Primärer Endpunkt war die Gewichtsabnahme von mindestens fünf Prozent nach neun Monaten, sekundärer die Verbesserung von Wohlbefinden (WHO-5 Wellbeing Index) und Lebensqualität (WHOQoL-BREF). Nach drei, sechs, neun und zwölf Monaten fanden Telefon-Befragungen statt, bei denen auch Hilfsmittel der Kontrollgruppe erfragt wurden.

Bis 19. März war Zanadio Frauen vorbehalten, da zu wenige Männer an der Studie teilgenommen hatten. Seitdem hat das BfArM die Einschränkung aufgehoben: Inzwischen zeigten Daten aus dem Versorgungsalltag von 1.674 Frauen und 245 Männern vergleichbare Effekte für alle Geschlechter.
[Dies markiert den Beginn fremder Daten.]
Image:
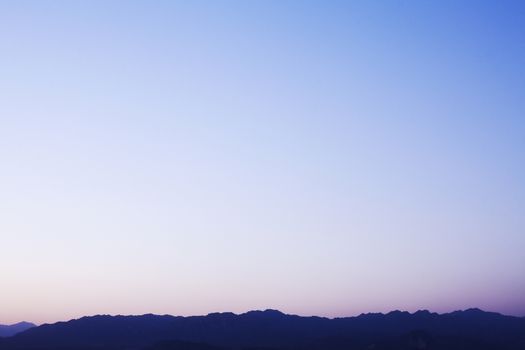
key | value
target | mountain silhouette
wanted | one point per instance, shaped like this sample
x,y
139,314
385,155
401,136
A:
x,y
462,330
10,330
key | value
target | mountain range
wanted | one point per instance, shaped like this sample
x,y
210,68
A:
x,y
270,329
10,330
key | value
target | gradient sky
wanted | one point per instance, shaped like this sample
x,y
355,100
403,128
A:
x,y
317,157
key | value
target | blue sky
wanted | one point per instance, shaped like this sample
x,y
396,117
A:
x,y
317,157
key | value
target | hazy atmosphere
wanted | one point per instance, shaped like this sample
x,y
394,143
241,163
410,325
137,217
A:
x,y
327,158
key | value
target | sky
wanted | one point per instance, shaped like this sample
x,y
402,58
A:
x,y
317,157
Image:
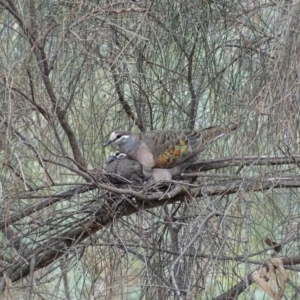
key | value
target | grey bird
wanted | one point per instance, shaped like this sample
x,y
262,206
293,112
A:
x,y
118,163
164,153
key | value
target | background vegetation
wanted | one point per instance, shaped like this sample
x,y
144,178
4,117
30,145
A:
x,y
73,71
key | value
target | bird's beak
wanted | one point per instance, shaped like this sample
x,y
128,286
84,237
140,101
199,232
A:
x,y
110,159
107,143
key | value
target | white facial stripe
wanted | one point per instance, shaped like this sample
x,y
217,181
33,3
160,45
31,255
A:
x,y
122,139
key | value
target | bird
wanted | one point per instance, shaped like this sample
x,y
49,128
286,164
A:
x,y
163,153
118,163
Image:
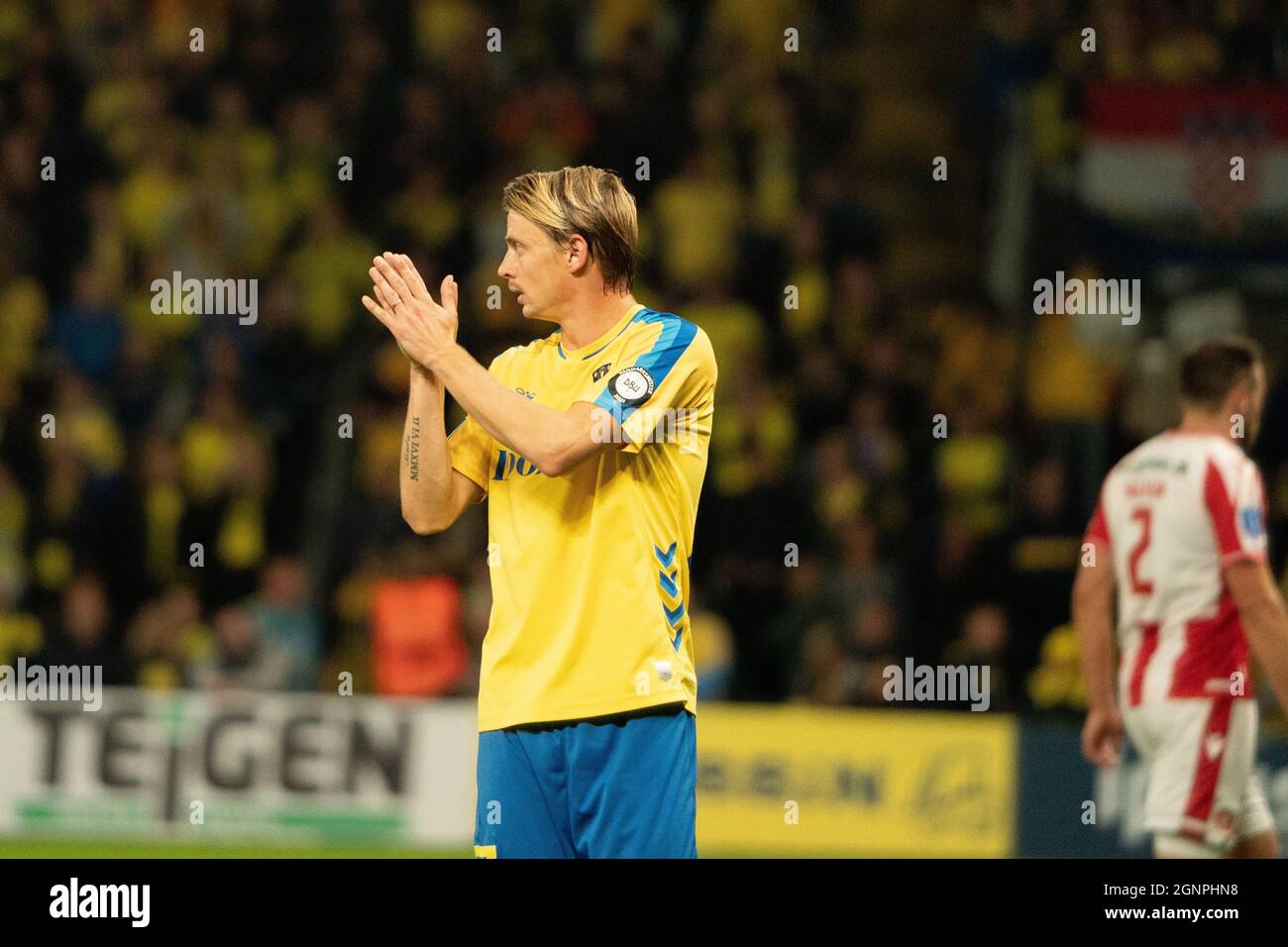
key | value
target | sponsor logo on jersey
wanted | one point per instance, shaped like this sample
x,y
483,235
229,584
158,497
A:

Der Hersteller gibt an, dass der Gewichtsverlust von rund acht Prozent bestätigt werden konnte. Weitere Informationen würden bald publiziert, hieß es auf Nachfrage von “Der Hausarzt”.

Kontraindikationen

Entsprechend der Studiendaten wird die DiGA für Personen mit einem BMI von 30-40 kg/m2 empfohlen (Adipositas Grad I und II oder Edmonton Obesity Staging System Stadium (EOSS) 0-2).

Cave: Ab Adipositas Grad III soll die DiGA nicht eingesetzt werden. Ebenso dürfen Begleiterkrankungen nicht weit fortgeschritten sein (ab EOSS 3) und keine sekundären Adipositasformen vorliegen (u.a. Cushing-, Prader-Willi-Syndrom, Hypogonadismus).

Ausgeschlossen ist der Einsatz bei einer Schwangerschaft, nach einer bariatrischen Op, Unterfunktion der Hypophyse sowie körperlichen Einschränkungen, die eine mäßige Aktivität nicht erlauben. Eine manifestierte Hypothyreose muss zuerst medikamentös behandelt werden.

Verlaufskontrolle alle 6 Monate

Das BfArM rät zu einer Mindestdauer von sechs Monaten, wobei zwölf Monate “dringend empfohlen” werden. Eine Höchstdauer gibt es derzeit nicht. Der Hersteller rät ergänzend, die App sollte mindestens einmal pro Woche genutzt werden.

Das DiGA-Verzeichnis sieht eine ärztliche Kontrolle alle sechs Monate vor. Dafür können Praxen die 01473 EBM (7,35 Euro) einmal im Behandlungsfall abrechnen, bei Redaktionsschluss nur für Frauen – der EBM soll zeitnah angepasst werden, sagt die Kassenärztliche Bundesvereinigung. Sie darf nicht in zwei aufeinanderfolgenden Quartalen angesetzt werden und ist höchstens zweimal im Krankheitsfall erlaubt.

Rezept oder Selbstzahler?

Zanadio kann entweder ärztlich auf Muster 16 verordnet werden oder von Versicherten selbst bei der Kasse beantragt werden.

Tipp: Wurde bereits eine Adipositas Grad I oder II diagnostiziert, können Versicherte mit dem Arztbrief den Antrag bei der Kasse selbst stellen und die Praxis spart so Zeit bei der Verordnung. Hilfreich für Versicherte ist dabei www.zanadio.de/krankenkassen. Die Webseite gibt eine Übersicht, wie die Beantragung je Kasse läuft.

Für gesetzlich Versicherte, die die Voraussetzungen der Indikation erfüllen, bezahlt die Kasse die DiGA. Zusätzlich können ein Bewegungs- (29,99 Euro) und Ernährungscoaching (39,99 Euro) auf eigene Kosten gebucht werden.

Privatversicherte sollten die Kostenübernahme zunächst bei ihrer Kasse anfragen. Sie können dann eine Rechnung über Zanadio erhalten, die sie bei der Kasse zur Erstattung einreichen.